Ryu Jeong Yeop, Chung Ho Yun, Choi Kang Young
Department of Plastic and Reconstructive Surgery, School of Medicine, Kyungpook National University, Daegu, Korea.
Cell & Matrix Research Institute, School of Medicine, Kyungpook National University, Daegu, Korea.
Arch Craniofac Surg. 2021 Oct;22(5):223-231. doi: 10.7181/acfs.2021.00507. Epub 2021 Oct 20.

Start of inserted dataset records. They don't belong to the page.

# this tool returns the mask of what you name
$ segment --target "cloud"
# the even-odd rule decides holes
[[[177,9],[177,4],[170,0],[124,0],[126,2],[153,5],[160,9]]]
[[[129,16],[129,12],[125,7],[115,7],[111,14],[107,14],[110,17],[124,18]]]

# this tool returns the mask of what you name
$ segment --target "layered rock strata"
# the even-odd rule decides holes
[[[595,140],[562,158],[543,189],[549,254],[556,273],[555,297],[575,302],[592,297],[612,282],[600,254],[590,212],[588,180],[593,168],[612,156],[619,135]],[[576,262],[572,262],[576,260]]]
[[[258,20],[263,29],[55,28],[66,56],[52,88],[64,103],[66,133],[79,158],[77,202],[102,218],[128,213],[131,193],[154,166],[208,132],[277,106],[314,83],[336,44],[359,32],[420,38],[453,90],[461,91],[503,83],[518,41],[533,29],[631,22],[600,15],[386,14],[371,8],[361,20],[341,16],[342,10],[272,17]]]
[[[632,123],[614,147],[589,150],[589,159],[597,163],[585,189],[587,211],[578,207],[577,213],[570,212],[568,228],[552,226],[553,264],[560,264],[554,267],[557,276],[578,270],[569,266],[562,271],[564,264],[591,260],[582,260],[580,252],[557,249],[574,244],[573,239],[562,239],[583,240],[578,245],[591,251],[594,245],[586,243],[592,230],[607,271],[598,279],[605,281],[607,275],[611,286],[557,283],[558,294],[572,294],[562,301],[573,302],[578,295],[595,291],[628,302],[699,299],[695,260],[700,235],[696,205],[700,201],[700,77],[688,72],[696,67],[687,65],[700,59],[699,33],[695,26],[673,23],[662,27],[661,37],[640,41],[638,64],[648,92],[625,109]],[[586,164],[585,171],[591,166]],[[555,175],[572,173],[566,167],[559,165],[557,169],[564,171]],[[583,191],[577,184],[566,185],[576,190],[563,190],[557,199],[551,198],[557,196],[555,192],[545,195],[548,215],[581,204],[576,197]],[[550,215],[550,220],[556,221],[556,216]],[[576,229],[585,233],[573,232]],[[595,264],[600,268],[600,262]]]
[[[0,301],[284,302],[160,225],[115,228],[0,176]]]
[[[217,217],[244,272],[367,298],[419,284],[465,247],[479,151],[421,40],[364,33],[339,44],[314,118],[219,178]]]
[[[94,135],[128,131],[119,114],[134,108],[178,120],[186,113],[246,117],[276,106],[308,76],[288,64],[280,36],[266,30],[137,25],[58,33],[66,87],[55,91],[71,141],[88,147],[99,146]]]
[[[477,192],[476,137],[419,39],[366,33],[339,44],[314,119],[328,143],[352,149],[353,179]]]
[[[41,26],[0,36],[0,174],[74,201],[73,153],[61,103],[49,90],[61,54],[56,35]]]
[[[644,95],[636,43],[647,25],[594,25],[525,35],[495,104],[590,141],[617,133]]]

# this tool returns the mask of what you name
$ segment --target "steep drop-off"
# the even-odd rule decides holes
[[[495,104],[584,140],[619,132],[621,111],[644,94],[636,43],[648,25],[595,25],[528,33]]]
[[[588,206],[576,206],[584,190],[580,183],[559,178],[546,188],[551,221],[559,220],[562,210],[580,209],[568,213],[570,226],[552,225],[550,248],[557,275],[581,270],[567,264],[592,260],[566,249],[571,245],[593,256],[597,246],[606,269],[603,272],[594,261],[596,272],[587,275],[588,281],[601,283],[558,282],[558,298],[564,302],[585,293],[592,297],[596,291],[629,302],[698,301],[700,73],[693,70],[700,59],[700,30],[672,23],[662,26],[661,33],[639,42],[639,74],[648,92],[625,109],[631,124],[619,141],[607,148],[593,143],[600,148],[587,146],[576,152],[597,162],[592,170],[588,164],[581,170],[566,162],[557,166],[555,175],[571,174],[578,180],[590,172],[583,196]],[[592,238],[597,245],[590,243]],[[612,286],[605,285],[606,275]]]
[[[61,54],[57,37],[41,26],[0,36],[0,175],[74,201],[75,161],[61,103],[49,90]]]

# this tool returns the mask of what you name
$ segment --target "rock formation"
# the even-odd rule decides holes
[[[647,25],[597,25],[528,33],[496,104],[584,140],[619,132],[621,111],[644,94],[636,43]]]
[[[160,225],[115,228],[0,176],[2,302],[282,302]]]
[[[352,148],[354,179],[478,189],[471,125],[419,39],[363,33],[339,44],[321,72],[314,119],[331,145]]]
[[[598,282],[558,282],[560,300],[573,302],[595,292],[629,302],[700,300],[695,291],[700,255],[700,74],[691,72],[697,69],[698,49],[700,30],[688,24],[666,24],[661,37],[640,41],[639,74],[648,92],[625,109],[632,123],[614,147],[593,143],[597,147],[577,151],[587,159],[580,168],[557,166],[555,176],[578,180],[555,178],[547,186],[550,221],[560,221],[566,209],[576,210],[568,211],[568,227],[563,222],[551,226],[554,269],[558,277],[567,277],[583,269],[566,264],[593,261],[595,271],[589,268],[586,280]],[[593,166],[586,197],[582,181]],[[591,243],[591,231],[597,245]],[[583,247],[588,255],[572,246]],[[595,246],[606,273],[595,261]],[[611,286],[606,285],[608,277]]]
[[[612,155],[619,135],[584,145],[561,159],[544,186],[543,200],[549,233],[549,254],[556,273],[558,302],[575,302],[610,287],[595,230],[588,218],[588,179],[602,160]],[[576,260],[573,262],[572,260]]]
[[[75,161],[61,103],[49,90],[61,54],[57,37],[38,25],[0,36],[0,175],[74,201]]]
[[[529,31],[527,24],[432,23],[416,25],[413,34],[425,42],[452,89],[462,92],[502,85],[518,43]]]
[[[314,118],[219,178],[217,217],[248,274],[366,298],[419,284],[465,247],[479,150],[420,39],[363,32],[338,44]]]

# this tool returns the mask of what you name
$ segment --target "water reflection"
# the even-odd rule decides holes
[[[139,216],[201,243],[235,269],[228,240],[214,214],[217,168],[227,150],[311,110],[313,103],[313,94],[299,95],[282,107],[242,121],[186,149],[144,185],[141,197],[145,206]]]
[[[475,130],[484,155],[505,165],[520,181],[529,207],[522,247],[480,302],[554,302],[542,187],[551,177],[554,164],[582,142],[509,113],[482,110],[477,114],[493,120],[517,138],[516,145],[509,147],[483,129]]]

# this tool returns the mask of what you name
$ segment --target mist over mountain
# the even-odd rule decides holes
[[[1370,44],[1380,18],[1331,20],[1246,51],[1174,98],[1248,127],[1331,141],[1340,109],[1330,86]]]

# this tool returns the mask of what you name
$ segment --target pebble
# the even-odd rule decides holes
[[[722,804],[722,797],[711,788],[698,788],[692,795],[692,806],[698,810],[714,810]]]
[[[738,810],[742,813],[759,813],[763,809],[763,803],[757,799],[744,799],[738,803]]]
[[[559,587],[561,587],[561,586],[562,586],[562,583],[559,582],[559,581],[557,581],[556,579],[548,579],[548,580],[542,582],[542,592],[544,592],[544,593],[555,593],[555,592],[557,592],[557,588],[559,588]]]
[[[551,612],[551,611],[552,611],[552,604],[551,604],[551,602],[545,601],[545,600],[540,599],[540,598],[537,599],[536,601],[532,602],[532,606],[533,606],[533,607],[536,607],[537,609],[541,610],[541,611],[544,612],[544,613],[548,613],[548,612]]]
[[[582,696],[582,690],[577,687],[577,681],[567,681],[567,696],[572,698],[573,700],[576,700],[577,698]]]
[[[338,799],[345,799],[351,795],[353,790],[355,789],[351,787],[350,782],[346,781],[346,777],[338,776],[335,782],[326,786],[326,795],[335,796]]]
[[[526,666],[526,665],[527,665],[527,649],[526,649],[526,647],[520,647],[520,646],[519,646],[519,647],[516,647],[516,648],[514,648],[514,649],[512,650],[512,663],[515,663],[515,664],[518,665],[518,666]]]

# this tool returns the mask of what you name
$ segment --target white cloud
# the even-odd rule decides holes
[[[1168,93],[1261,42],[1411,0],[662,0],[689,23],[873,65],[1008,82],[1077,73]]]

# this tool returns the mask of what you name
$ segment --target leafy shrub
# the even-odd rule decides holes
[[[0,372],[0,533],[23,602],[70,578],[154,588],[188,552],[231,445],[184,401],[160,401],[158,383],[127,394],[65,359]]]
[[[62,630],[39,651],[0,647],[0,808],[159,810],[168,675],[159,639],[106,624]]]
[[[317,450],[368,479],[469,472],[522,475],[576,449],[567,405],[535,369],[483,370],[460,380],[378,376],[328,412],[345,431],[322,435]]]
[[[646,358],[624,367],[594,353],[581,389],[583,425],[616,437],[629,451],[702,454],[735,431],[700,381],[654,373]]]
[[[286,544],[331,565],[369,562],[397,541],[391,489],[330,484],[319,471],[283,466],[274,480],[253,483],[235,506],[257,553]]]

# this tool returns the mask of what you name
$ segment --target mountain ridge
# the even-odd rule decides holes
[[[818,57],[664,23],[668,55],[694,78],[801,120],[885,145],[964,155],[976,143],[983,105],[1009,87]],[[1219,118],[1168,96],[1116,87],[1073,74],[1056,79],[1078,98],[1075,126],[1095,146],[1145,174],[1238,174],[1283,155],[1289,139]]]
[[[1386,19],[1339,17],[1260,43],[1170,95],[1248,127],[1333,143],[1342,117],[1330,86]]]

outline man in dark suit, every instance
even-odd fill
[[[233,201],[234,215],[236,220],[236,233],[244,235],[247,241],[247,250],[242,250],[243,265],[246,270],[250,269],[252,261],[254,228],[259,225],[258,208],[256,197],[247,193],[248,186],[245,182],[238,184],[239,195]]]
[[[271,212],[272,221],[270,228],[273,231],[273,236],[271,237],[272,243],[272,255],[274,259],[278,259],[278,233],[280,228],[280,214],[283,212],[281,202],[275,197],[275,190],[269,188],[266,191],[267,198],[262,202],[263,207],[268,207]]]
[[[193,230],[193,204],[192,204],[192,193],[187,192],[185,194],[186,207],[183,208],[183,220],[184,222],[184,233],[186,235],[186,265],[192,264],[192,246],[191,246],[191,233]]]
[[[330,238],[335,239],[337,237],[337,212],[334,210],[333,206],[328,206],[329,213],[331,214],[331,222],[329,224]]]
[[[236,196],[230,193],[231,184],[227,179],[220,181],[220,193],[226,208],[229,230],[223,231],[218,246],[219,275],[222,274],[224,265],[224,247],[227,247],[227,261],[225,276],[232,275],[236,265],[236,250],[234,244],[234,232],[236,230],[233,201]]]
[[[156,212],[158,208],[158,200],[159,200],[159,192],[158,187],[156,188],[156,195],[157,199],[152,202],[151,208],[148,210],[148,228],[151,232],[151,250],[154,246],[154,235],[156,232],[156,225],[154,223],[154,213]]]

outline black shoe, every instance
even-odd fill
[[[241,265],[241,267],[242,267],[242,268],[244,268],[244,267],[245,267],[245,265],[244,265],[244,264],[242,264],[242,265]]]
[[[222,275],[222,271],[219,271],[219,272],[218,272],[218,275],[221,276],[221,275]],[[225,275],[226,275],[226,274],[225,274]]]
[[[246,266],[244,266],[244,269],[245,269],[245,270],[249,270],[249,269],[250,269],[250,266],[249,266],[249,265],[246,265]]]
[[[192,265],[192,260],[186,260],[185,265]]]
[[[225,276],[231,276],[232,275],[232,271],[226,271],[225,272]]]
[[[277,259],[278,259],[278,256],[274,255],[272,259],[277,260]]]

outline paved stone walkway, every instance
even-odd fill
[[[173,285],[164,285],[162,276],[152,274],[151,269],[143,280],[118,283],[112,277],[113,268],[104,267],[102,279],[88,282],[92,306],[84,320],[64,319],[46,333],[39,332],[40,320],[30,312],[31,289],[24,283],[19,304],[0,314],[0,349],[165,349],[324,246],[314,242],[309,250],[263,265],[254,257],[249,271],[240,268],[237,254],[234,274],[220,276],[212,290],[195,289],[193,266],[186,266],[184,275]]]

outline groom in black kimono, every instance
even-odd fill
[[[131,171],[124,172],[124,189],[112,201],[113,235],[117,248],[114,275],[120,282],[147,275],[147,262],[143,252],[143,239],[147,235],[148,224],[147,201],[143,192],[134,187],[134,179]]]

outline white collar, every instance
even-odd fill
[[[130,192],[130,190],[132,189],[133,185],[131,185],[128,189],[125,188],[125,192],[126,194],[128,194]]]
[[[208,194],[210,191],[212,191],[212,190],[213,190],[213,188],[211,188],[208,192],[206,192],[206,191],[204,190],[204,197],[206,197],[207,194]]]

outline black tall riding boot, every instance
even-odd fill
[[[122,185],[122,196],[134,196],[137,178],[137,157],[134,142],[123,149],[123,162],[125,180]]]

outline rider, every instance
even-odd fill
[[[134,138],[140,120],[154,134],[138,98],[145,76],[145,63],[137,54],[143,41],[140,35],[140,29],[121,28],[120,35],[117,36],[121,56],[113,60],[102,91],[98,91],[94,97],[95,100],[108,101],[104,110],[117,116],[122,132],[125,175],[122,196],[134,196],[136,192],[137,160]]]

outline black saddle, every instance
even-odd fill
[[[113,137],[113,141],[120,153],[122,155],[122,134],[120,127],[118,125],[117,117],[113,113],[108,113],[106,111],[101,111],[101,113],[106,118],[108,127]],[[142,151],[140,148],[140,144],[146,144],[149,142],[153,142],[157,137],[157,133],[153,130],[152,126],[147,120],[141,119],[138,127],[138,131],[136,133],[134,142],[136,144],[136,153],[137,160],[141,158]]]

The field of artificial intelligence (AI) is rapidly advancing, and AI models are increasingly applied in the medical field, especially in medical imaging, pathology, natural language processing, and biosignal analysis. On the basis of these advances, telemedicine, which allows people to receive medical services outside of hospitals or clinics, is also developing in many countries. The mechanisms of deep learning used in medical AI include convolutional neural networks, residual neural networks, and generative adversarial networks. Herein, we investigate the possibility of using these AI methods in the field of craniofacial surgery, with potential applications including craniofacial trauma, congenital anomalies, and cosmetic surgery.
人工智能(AI)领域正在迅速发展,AI模型在医学领域的应用越来越广泛,尤其是在医学成像、病理学、自然语言处理和生物信号分析方面。基于这些进展,使人们能够在医院或诊所之外接受医疗服务的远程医疗在许多国家也在不断发展。医学AI中使用的深度学习机制包括卷积神经网络、残差神经网络和生成对抗网络。在此,我们研究了在颅面外科领域使用这些AI方法的可能性,其潜在应用包括颅面创伤、先天性畸形和整容手术。